Navin Talreja, Founder, The Womb, identifies the root of the meme-led support of brands to a cluttered media environment. “With increased noise, fragmentation and clutter, brands need to borrow and ride on what is happening in popular culture and society to become a part of conversations. Burger King and Nike are examples of brands that do this very well.”

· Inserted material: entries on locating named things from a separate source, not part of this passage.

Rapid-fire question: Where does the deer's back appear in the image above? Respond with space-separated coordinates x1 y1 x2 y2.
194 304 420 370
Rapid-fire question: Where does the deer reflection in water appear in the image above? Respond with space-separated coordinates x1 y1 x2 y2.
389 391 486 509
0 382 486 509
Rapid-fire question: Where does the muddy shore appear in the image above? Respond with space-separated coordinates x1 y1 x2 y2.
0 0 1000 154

He too felt that credibility and authenticity are at the core of getting it right. “I think that's the new model of communication, and if done well, can add immense value to brands. Even if brands have never attached themselves to certain aspects of society (eg: LGBT), it is absolutely okay for them to choose to do so now. The only word of caution would be that somewhere the latching on or riding on such things need to be credible as far as the core of the brand is concerned and not do so just for the sake of it. Done without leveraging the core may not backfire but will also add no value and will seem superficial and fake to modern consumers,” Talreja said.